The last time the All Blacks suffered a defeat to Wales was back in 1953.
For Whitelock, it was especially poignant because his grandfather Nelson Dalzell played in that 8-13 loss at Cardiff Arms Park six days before Christmas in 1953.
His grandfather was also an All Blacks lock but didn't make his debut until the age of 32 when he was called up for the 1953/54 northern tour where he played 22 matches, including all five tests.
The biggest man in the touring squad, he developed a formidable second-row partnership with Tiny White.
However, the family connection and historical record don't seem to bother Whitelock, whose vision is solely on this weekend's Test match.
"It's one of those things, history's history. Once it's happened you can't change it, it's happened. We're always just looking forward to the next game and that's this week.

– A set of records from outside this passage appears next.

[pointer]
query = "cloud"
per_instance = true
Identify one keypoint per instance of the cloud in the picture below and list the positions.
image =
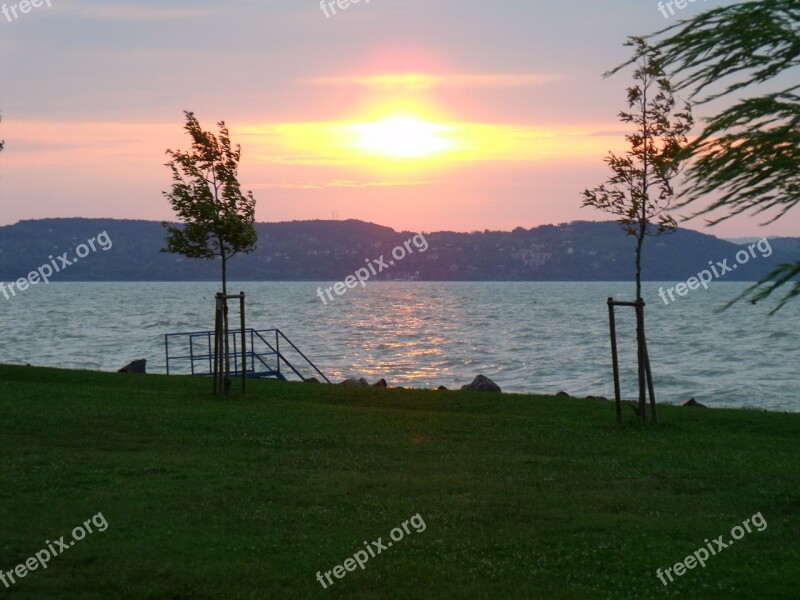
(422, 81)
(139, 11)
(342, 183)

"We are aware of it to a point but we don't put a lot of time and energy onto that. We're just trying to energise the current group and looking forward to this week. We feel that's the best way to go and have a good performance," he said.
Whitelock will be up against long-standing rival Alun Wyn Jones again.
The lock admitted Jones is a formidable player and stated that there was no gap between the standards of play between the hemispheres, it came down to the different styles teams played.
"For us, at home, in the summer it's dry, you can play expansively.
"When it's cold you probably play a little more conservatively so it's making sure you've got a couple of different ways of playing.
"If it's working you can carry on playing that well but if it's not good teams can change on the hop. They don't have to wait until the next game to fix those issues or change what tactics they're using," he said.
Fellow lock Scott Barrett said he had been doing a lot of work on his defensive play. He hadn't been as dominant as he would like to be in collisions.
"I'm getting some small improvements but there's still a long way to go and I guess that is the challenge of becoming a better rugby player," he said.
Having had more of an involvement throughout the season Barrett said he had learned the value of consistency and having a mental plan in place. It was a case of not drifting in and out, it was a case of being up for every week.